So you just shared your idea for a new program benefit during your recent decision-maker’s meeting. AND you got everyone on board to implement the required changes immediately. In fact, they think this new benefit will really help increase revenue this year.
More often than not, higher-up executives focus a great deal of their time on developing strategic goals, but then pass the baton when it’s time for the execution of these objectives. However, once your involvement with this strategy ends, so will your employees’ willingness to uphold these newfound changes.
Follow these 3 simple methods to keep you better engaged throughout the implementation process of your new strategy:
- Create and communicate tangible goals — Rather than merely suggesting a change in workplace priorities, you must be clear with your expectations by explaining what steps your staff needs to take (and why) in order to keep the new strategy moving forward. Employees cling to the comfort of familiarity, so it’s important that you give them explicit permission to move away from the status quo.
- Be prepared to settle internal disputes — With a shift in strategy comes a shift in the budget allocation. For example, last year’s strategy might have given marketing a larger financial cushion to execute more direct mail campaigns. But if this year’s strategic priorities place a heavy emphasis on member retention, the budget will also change. You must be able to offer clear reasoning as to why the budget is being reallocated so certain departments don’t feel jilted.
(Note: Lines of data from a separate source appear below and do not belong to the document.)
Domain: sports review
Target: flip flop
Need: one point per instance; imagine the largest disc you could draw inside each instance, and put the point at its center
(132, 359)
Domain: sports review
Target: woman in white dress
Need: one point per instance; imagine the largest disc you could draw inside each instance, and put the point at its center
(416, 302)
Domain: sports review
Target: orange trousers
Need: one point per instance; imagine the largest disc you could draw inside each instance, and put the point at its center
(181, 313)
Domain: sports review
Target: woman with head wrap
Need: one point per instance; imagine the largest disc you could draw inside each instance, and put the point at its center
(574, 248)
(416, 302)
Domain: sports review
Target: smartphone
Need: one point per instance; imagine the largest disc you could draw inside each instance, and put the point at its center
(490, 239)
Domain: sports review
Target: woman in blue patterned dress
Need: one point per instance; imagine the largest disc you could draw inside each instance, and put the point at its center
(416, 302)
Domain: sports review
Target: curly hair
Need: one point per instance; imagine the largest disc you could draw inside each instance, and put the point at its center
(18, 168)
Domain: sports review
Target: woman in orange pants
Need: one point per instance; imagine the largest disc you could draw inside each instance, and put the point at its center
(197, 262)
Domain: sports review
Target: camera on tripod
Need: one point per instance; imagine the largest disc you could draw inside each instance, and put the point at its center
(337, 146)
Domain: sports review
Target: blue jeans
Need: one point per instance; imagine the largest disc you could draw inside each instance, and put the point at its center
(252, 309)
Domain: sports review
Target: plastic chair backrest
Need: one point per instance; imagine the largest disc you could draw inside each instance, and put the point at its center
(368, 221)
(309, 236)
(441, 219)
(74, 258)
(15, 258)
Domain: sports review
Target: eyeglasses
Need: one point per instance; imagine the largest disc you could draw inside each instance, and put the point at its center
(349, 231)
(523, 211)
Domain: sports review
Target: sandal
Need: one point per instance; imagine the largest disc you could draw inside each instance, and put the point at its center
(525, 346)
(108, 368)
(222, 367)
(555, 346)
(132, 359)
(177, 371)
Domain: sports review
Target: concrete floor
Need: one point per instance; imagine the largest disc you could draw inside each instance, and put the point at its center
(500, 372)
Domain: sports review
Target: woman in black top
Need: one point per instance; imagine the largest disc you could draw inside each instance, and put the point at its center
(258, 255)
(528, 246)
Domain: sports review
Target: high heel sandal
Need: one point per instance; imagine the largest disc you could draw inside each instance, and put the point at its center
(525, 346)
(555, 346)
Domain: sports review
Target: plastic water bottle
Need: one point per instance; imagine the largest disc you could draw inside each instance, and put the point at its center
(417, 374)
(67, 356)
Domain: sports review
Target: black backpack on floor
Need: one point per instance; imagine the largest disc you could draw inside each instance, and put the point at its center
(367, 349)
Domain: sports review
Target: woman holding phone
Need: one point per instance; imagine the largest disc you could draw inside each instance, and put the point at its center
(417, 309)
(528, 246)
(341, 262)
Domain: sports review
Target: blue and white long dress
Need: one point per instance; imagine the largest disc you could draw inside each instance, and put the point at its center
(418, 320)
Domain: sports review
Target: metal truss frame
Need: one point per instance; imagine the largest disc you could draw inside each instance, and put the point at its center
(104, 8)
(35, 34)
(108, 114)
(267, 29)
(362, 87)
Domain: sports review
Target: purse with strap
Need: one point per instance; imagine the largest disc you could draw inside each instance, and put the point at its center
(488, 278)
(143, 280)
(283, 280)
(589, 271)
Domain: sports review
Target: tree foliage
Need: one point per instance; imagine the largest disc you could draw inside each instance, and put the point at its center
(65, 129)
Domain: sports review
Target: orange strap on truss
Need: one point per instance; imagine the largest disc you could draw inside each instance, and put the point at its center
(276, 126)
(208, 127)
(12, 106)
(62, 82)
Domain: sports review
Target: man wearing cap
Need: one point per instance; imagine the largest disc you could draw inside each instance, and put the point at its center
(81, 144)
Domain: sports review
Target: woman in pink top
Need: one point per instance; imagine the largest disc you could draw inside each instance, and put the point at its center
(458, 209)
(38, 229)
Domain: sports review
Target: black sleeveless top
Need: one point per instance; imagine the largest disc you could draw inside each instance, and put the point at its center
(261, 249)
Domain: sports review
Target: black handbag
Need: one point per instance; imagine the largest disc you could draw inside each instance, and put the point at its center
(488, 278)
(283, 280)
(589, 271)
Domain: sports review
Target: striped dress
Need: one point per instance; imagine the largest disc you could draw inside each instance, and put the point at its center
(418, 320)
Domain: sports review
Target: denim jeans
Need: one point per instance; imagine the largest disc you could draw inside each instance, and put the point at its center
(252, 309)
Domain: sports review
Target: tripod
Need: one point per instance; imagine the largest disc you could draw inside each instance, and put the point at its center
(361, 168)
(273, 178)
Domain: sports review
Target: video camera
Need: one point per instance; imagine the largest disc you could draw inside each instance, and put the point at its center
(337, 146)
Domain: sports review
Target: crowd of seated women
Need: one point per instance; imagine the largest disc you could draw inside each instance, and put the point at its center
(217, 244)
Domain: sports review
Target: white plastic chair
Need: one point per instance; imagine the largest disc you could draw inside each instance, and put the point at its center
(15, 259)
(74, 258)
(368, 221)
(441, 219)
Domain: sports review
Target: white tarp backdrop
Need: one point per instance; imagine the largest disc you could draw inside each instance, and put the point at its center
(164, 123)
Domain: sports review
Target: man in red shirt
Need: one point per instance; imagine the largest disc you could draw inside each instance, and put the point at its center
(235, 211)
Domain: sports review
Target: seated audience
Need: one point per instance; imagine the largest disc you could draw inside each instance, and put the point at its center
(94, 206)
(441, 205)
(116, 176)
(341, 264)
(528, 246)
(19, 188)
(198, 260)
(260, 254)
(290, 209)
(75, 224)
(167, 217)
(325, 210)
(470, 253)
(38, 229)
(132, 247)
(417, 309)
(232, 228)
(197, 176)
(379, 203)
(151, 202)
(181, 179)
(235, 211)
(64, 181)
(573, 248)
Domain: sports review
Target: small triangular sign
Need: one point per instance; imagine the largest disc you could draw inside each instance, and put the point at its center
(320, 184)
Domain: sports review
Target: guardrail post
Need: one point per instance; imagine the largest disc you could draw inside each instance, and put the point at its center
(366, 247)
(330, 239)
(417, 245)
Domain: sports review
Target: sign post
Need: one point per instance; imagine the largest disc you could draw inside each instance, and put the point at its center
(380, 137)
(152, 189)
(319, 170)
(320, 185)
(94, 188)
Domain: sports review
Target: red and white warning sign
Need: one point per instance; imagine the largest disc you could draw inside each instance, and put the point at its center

- Measure progress and enforce consequences — Strategic goals are relatively pointless if you don’t check in with your team’s ongoing progress. To effectively execute your strategies, you must communicate the progress your staff is making in a consistent manner. If certain employees aren’t making much progress, you must articulate what needs to change and what the consequences will be if things don’t start falling into place.
To be a truly effective leader, you must not only talk the talk, but also walk the walk. As an executive, your employees are more likely to get on board with organizational changes if you provide them with clear reasoning, measurable objectives and ongoing encouragement.